A: Let's take a function $f(x)=x^2$ and a point $x_0$. Calculate the difference: 
$$\Delta y = f(x_0+\Delta x)-f(x_0) = (x_0+\Delta x^2)-x_0^2 = 2x_0\cdot \Delta x + (\Delta x)^2$$
Hmmm, it looks like that $\Delta y = a\cdot \Delta x + (\Delta x)^2$, where $a=2x_0$ is a number. Assuming it is not zero (i.e. $x_0\neq 0$) we see that $|\Delta x| \ll |a|$ the second term is quite negligible, so $\Delta y \approx a\cdot\Delta x$ (and the quality  of this approximation depends on the inequality $|\Delta x| \ll |a|$).
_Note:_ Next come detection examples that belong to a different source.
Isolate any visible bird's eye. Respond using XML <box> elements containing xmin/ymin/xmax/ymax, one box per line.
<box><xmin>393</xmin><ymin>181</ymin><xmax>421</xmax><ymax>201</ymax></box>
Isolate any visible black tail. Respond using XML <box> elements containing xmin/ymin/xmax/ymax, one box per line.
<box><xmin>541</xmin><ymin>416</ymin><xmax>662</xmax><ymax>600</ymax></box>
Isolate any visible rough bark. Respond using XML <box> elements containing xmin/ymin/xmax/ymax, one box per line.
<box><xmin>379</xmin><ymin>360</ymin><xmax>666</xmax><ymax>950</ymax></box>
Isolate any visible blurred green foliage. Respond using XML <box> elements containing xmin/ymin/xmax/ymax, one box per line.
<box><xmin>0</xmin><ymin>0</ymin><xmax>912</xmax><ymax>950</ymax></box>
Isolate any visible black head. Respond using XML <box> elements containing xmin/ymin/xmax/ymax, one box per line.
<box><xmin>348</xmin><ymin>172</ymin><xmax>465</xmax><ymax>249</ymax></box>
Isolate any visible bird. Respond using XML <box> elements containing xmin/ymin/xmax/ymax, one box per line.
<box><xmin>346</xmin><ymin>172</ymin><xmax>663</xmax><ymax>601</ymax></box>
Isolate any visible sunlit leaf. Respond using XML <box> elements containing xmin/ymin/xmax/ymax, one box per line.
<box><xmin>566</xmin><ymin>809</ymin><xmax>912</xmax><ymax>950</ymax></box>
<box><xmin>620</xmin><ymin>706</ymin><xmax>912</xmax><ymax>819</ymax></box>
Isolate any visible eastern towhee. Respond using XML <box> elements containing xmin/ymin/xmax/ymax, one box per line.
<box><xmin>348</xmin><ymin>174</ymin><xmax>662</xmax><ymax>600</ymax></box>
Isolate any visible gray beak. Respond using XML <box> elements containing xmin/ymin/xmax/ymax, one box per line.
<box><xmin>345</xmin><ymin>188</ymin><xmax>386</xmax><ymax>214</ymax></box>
Now let's think about infinitesimals. What do we mean that $\Delta x$ is infinitesimally small? We could try to define

$\Delta x$ is infinitesimal if for all real $a\neq 0$ we have $|\Delta x| < |a|$

But... there is no such (non-zero) "infinitesimal": for every $\Delta x$ we can choose $a=\Delta x /2$. We either need to invent new kind of numbers or accept "infinitesimal" to be a loosely defined concept, meaning "for very small $\Delta x$ we have $\Delta y\approx \Delta x$". 
As you will see, in mathematics usually we don't speak about "infinitesimal" $dy$ and $dx$ – we usually speak about the ratio $dy/dx$ that often happens to be a real number. (Such a ratio doesn't need to exist, for example if your function "jumps", i.e. is not continuous).
I'd suggest thinking about them in a loose way ("$dy/dx \approx \Delta y/\Delta x$ and the approximation becomes better and better if we take $\Delta x$ to be smaller and smaller"), but learning rigorous analysis in which you consider derivatives, not infinitesimal quantities. Eventually you will get used to this way of thinking and to proving rigorous theorems – good luck! 
(A small disclaimer: there is also a way to make sense about "infinitesimal" equations like $dy = f'(x)\,dx$ that use the language of differential forms, but both sides are not numbers – they are linear functions. You can read about this staff for example in the books mentioned here).
A: $y$ is just a different name for $f(x)$, so there is no real meaning in talking about $f(x)$ as $\Delta y$. $dx$ and $dy$ are not numbers, when by their own they might as well be 0, the concept of an infinitesimal quantity is better learnt as in the language of limits.
Since you're new to maths and learning about calculus, I suggest you watch 3b1b(3Blue1Brown) "Essence of Calculus", which is exactly a series on YouTube about taking the black box out of Differentiation and Integration without going too deep on rigorous mathematics proofs.